Tropella didn’t seem to require Candy to confirm or deny this; she was simply informing her of something she’d already decided.
“I wonder if we could do something about finding Mischief?” Candy said, looking from face to face.
“Deaux-Deaux,” Pux said, “you have the largest voice.”
“Oh. My pleasure,” said Deaux-Deaux.
He clambered somewhat unsteadily onto the surface of the water and skipped up the side of the next large wave. Having reached the top, he stood there and hollered, confirming the fact that he did indeed have a voice of operatic proportions.

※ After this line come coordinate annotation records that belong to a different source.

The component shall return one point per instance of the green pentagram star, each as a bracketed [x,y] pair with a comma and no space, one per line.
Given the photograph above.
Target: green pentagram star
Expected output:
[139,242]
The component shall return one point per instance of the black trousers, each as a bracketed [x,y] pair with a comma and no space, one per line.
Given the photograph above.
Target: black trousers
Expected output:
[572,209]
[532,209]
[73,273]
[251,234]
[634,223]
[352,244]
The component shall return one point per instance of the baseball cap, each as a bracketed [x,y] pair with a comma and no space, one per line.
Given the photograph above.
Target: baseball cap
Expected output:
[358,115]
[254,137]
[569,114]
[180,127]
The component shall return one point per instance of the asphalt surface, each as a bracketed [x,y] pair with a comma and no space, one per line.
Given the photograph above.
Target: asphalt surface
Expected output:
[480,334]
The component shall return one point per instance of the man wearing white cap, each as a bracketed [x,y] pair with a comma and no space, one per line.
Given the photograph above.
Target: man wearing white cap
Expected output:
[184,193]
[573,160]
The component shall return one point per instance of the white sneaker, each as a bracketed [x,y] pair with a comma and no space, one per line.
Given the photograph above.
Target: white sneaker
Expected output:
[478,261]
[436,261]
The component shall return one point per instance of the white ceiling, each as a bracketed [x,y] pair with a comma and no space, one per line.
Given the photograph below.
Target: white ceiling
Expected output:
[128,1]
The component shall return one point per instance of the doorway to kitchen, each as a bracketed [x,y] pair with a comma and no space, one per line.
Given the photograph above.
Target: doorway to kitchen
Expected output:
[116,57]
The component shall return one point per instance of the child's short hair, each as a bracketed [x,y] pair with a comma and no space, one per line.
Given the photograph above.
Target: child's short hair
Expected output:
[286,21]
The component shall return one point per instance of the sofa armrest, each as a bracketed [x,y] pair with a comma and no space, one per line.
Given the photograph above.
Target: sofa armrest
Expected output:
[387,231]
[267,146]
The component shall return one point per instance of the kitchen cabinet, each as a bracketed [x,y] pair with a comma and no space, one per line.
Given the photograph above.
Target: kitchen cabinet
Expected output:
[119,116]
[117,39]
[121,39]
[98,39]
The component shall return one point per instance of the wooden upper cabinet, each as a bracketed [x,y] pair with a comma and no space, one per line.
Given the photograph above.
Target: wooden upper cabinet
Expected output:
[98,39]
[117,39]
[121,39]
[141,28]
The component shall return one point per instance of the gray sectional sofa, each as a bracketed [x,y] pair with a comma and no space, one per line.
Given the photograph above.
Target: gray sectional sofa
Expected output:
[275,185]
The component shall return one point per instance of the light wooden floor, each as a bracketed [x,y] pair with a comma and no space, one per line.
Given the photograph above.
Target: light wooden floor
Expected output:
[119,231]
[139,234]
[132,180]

“Mister Mischief!” he yelled. “We have your girlfriend and we will eat her in two minutes with a small side salad, unless you come here and save her.” He grinned at Candy. “Just kidding,” he said. “Well, Mister Mischief,”he yelled again. “Where are you?”
“He is joking?” Candy said to Pux.
“Oh yes,” said Pux. “We wouldn’t eat an important person like you. Sometimes we’ll take a sailor, but—” He shrugged. “—so would you if it was always fish. Yellow fish, green fish, blue fish. Fish with funny little eyes that go pop in your mouth. It gets so boring, eating fish. So yes, we eat a sailor now and then. But not you. You we will see safely to your destination. On that you may rely.”
Deaux-Deaux was still hollering, running up waves like a man running up a down escalator so as to stay at the top.
“Hey, Mischief! We are very, very hungry.”
“I think the joke’s—”
Candy was about to say over. But she never finished the sentence. Before she could do so, John Mischief erupted out of the water behind Deaux-Deaux and grabbed him around the waist. Deaux-Deaux toppled backwards, and the two of them flailed wildly in the water for half a minute—the brothers hollering all manner of threats—until Pux and Tropella were able to skip over and bring the altercation to a halt.
“Hey, hey,” Deaux-Deaux said, climbing back onto the water to retreat from a furious Mischief. He held his webbed hands up palms out, to keep his attacker at bay. “It was a joke. A little joke. I was just trying to get your attention. We mean your cutie-pie no harm. I mean, what kind of fish-folk do you think we are? Tell him, Candy.”